Field and laboratory geochemical data were collected from the stream affected by AMD in the Dalsung mine. Many different factors affect the pH changes in the streams affected by AMD. From those data, a simple equation was derived to calculate pH changes and the effect of each controlling factor on pH values was estimated to quantitatively understand the hydrogeochemical processes in AMD. The stream shows low pH ranges (4.04–5.96), high electrical conductivity (1,407–1,664 μS/cm), and sulfate concentration (680–854 ppm).
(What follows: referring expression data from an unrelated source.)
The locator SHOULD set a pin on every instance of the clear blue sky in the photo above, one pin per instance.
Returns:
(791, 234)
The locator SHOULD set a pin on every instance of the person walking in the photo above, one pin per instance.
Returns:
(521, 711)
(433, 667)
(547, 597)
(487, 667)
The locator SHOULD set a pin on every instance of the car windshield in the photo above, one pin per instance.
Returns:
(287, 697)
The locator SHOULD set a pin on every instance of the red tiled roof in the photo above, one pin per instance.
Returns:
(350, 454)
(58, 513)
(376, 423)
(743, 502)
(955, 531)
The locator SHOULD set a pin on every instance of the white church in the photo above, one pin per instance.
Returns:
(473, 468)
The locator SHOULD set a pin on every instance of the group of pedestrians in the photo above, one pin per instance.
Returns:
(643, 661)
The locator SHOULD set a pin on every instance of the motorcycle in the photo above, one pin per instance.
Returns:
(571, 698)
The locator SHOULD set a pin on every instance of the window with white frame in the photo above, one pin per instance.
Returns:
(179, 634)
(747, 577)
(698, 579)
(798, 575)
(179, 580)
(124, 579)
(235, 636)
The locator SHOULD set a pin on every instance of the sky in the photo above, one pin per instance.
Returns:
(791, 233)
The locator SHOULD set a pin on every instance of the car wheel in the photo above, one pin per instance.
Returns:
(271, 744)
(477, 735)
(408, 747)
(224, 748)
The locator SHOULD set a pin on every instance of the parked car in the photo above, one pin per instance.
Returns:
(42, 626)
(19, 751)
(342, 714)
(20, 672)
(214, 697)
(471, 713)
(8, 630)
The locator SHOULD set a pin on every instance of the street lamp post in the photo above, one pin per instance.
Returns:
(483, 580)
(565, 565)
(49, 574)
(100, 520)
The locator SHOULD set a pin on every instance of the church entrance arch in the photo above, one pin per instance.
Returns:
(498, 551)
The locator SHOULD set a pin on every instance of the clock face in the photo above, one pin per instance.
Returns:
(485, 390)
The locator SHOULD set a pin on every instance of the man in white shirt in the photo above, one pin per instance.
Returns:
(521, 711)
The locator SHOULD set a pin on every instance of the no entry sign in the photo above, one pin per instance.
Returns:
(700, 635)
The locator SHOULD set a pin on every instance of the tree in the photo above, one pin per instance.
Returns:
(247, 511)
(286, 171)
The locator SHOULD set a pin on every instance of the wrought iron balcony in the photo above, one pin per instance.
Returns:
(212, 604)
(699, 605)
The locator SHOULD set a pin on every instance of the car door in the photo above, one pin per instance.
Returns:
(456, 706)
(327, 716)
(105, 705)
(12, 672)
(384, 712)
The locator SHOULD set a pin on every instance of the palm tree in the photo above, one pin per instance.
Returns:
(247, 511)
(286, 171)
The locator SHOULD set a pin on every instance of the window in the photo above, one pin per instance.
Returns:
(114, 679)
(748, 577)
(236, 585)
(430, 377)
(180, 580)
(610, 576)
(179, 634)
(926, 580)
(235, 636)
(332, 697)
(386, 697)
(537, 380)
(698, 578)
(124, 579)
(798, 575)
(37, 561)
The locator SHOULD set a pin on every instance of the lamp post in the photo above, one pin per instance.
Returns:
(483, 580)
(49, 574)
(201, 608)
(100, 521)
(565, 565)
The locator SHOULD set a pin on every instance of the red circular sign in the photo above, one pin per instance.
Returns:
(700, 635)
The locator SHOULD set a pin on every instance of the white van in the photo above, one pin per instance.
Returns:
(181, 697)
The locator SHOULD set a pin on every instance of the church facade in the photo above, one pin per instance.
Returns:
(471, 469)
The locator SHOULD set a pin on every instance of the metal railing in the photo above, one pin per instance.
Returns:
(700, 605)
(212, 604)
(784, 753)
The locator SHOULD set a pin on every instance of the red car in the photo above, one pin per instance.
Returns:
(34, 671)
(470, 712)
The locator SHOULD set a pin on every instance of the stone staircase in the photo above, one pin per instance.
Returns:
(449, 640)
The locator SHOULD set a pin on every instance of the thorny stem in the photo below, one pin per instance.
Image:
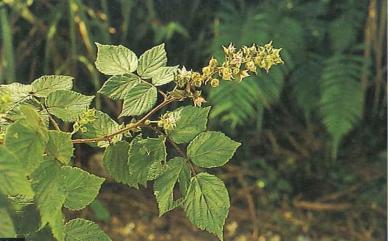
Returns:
(130, 126)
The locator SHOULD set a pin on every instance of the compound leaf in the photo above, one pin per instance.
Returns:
(139, 100)
(177, 170)
(13, 177)
(115, 60)
(46, 84)
(211, 149)
(67, 105)
(145, 156)
(81, 187)
(163, 75)
(60, 146)
(207, 203)
(152, 60)
(190, 121)
(118, 86)
(101, 126)
(84, 230)
(27, 140)
(115, 161)
(49, 194)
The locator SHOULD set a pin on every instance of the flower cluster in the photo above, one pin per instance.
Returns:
(85, 118)
(167, 121)
(237, 65)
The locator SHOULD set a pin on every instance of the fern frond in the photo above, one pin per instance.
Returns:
(341, 103)
(305, 81)
(236, 103)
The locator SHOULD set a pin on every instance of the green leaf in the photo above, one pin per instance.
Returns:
(13, 176)
(115, 60)
(144, 155)
(57, 225)
(46, 84)
(139, 100)
(100, 211)
(118, 86)
(152, 60)
(190, 121)
(207, 203)
(163, 75)
(67, 105)
(24, 214)
(7, 227)
(12, 94)
(177, 170)
(60, 146)
(81, 187)
(49, 195)
(84, 230)
(101, 126)
(211, 149)
(27, 141)
(115, 161)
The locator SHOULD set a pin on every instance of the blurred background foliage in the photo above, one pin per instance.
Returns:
(312, 165)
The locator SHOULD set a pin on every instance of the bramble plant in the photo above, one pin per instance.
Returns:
(36, 173)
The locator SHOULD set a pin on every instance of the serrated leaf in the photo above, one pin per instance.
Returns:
(49, 194)
(101, 126)
(118, 86)
(57, 225)
(12, 94)
(27, 141)
(144, 154)
(60, 146)
(207, 203)
(177, 170)
(152, 60)
(115, 60)
(115, 161)
(46, 84)
(190, 121)
(81, 187)
(139, 100)
(67, 105)
(13, 177)
(164, 75)
(44, 234)
(7, 227)
(24, 214)
(211, 149)
(100, 211)
(84, 230)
The pH decrease in the flowing downstream is abnormal in the stream affected by AMD. Other geochemical factors, such as EC and ion concentrations, generally decrease. This is mainly due to dilution. Iron content decreases to almost 0 ppm from 13.4 ppm due to schwertmannite precipitation. According to the calculations, among those factors, the contribution from the precipitation of schwertmannite is the most influential factor that lowers pH values among the factors affecting pH. Alkalinity is the main factor which consumes hydrogen and buffers acidity caused by precipitation. The effects of alkalinity are, however, not significant enough to buffer the hydrogen released from the precipitation of schwertmannite and, as a result, the pH decreases. Other factors, such as dilution and redox change, also contribute to changes in pH, to a certain degree. The pH decreases significantly upstream due to the fast precipitation of schwertmannite and the release of hydrogen into the stream. Downstream, most iron is consumed and the pH values become constant. Even though the calculated pH values differ slightly from the calculated ones, due to the uncertainty in the observed Eh values and the calculation of the dilution factors, our results show that fairly accurate pH values in the stream, which are affected by AMD, can be estimated by simple calculation and the hydrogeochemical processes that affect the toxicity of heavy metals can be predicted.